How does Turkish income tax compare to other European countries?
For comparison, Russia is not a country that should be considered friendly to landlords. Evictions can only happen after 6 months of non-payment and are not easy even then. Plus, regardless of the term of a lease, Russian renters can terminate a lease with three months notice.
Further, foreign real estate investors pay a hefty thirty percent income tax on all income with no available deductions. You’ll also pay a maximum 1.5% land tax and a maximum 2.2% property tax with rates slightly lower if you purchase outside major cities.
In Austria, you’ll pay a stiff property tax increase as a non-resident. You’ll also want to beware of extra taxes on property you plan to sell in less than ten years as the capital gain will be taxed at the same 25-30% rate as regular income, but you won’t have expense deductions to soften the blow.
France has an unusual tax code as it relates to rental income. There is a notable difference in the tax you will pay that is solely defined by whether or not you rent a furnished or unfurnished property. You might also be punished if you are considered a “professional” landlord in France.

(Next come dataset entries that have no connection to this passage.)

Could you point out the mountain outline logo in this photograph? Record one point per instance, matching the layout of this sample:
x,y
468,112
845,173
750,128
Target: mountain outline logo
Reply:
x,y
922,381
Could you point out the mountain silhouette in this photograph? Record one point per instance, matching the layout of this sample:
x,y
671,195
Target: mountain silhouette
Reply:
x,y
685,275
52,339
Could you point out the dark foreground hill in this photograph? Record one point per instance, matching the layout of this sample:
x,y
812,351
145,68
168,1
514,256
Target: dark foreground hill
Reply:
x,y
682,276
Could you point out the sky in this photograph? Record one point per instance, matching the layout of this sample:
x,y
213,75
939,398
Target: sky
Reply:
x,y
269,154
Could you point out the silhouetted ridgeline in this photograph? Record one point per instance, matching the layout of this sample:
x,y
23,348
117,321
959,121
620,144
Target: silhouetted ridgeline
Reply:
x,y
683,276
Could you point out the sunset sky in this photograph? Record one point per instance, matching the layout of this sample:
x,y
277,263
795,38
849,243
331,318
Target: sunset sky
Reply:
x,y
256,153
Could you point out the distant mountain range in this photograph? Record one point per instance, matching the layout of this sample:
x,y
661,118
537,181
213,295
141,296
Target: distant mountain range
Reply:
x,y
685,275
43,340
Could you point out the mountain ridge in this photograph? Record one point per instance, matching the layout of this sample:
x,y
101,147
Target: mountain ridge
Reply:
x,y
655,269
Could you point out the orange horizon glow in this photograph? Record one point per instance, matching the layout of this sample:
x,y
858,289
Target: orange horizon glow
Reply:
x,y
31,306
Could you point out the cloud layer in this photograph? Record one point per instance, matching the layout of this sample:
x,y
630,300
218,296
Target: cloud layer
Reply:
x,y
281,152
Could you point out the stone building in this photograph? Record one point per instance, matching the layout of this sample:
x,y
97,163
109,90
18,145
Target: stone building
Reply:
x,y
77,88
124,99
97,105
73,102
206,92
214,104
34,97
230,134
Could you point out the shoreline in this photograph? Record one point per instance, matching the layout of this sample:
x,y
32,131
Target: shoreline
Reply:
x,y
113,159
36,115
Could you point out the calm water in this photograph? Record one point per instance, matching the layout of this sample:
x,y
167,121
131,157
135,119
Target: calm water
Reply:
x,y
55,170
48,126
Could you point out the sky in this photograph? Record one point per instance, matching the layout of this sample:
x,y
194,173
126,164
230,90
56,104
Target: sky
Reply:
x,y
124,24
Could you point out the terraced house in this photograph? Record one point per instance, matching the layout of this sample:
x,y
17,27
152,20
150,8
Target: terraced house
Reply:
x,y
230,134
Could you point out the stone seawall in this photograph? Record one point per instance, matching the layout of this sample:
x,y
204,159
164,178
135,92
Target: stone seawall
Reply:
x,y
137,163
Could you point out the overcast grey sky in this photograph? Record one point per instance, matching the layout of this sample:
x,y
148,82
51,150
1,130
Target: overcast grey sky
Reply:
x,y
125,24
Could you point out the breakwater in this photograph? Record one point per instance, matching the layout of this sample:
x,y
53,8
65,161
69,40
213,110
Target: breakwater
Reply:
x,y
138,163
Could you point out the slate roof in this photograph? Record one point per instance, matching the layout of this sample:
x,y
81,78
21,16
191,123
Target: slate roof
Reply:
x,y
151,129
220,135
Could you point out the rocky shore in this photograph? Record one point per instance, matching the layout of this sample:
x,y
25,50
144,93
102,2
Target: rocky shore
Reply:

In Panama, foreign investors have to duck to avoid the VAT tax on immovable property. There is also a property tax that increases based on the current value of the property.
Perhaps the worst place to be a landlord is Italy. Landlords are spanked with a 23-43% tax on rental income, plus residency will cost you a tax on your global income.
But, Switzerland doesn’t want to be ignored when it comes to the list of top countries for taxing the life out of landlords. You’ll enjoy a 54.5% tax on rental income for that Swiss chalet.
There are countries with modestly lower property and landlord taxes, but many would not be a good choice, due to civil unrest, political problems or national economic challenges. Greece is a good example. Although the current rates for property and income taxes are lower than in Turkey, Greece has yet to find national financial stability and any solution is likely to come on the backs of property owners and landlords.
You should obviously do your homework before investing in foreign real estate, but property in Turkey should be at the top of your list with its low property and income taxes, high property value growth rates and minimal barriers to foreign property ownership.